Intel and Nasdaq both managed to surmount their crises, and again appear to be in top form. Nothing lasts forever, though, and both institutions now face a common challenge: the Internet.

New electronic alternative trading systems, growing in popularity because of the Internet, are challenging Nasdaq; such systems now account for about 28% of Nasdaq's trading volume. Many of these systems, which match customer orders electronically and thus bypass dealers, trade or plan to trade Nasdaq stocks after regular hours. Some have filed to become exchanges, which would allow them to compete with the Big Board as well.

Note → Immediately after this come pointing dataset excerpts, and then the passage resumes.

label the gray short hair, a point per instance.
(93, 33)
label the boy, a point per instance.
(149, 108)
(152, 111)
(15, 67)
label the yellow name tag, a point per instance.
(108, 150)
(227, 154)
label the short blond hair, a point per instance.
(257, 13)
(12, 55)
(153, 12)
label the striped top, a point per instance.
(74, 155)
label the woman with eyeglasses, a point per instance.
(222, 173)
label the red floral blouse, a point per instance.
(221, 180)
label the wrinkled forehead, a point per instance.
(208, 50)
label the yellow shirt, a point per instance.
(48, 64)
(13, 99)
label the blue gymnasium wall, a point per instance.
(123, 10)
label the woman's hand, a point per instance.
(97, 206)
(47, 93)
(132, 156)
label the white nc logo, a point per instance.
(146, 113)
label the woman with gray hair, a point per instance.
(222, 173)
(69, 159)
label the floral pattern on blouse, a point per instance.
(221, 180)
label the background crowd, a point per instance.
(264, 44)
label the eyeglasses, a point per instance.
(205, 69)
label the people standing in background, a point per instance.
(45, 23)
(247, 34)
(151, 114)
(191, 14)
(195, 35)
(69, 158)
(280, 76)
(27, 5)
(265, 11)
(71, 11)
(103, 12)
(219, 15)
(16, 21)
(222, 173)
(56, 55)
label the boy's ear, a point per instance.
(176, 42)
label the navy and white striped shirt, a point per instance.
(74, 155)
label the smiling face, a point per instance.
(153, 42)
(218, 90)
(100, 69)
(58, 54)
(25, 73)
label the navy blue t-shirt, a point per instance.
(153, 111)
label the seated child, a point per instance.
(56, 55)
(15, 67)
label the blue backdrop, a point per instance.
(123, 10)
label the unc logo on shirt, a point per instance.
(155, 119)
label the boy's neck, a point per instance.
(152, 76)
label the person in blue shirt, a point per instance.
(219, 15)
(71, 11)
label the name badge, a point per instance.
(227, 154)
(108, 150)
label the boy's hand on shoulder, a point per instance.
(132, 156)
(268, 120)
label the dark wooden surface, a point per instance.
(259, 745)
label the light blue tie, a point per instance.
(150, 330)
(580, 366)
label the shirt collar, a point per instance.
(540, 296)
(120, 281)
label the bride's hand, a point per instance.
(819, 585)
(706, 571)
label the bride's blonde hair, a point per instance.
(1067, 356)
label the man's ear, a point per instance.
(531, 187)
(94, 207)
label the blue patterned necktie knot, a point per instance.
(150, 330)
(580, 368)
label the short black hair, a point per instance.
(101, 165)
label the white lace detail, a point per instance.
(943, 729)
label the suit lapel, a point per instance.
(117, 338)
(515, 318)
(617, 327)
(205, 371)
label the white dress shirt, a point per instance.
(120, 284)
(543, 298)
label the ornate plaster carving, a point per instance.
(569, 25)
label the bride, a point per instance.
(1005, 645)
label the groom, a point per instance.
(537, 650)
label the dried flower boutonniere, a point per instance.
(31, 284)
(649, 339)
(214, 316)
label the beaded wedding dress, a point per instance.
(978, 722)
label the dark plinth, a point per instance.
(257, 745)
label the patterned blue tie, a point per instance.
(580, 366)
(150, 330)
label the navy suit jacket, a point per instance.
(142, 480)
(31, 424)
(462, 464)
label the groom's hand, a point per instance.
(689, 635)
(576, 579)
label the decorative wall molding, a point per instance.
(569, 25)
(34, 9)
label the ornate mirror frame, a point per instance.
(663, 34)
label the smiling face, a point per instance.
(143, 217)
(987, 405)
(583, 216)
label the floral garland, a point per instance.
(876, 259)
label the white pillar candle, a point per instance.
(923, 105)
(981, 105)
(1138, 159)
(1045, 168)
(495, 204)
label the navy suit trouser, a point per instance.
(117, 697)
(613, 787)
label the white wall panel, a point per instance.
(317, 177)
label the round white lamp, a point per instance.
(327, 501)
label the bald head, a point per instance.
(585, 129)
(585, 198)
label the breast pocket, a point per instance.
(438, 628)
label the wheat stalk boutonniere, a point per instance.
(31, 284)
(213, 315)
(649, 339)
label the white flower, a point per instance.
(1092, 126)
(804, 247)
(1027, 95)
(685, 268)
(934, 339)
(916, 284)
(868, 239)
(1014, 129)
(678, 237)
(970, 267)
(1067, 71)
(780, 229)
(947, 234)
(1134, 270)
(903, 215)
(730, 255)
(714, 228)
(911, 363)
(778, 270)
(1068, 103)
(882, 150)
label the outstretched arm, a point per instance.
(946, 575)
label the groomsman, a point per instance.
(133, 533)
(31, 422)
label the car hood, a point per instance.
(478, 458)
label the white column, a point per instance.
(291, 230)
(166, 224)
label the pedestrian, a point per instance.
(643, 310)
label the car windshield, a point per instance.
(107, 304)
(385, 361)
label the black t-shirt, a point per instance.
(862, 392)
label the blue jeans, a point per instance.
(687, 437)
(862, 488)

Intel, meanwhile, suddenly faces the possibility that the PC may no longer dominate computing, and that its chips won't necessarily be needed in all computers. Again, this is thanks largely to the Internet, which makes it easier for users of a variety of hand-held devices, set-top boxes and other gadgets to access information and communicate. Because many of those devices aren't based on the PC, Intel's position is far from assured.

Whether or not Intel and Nasdaq are successful in meeting the new tests posed by the Internet -- and both say they will be -- they must clearly adapt to a world in which they are no longer scrappy underdogs, but titans in their own right who must fend off challengers.

"We're at a different stage of life," says Alfred R. Berkeley, Nasdaq's president. "We're a big company that has its own set of transformative issues."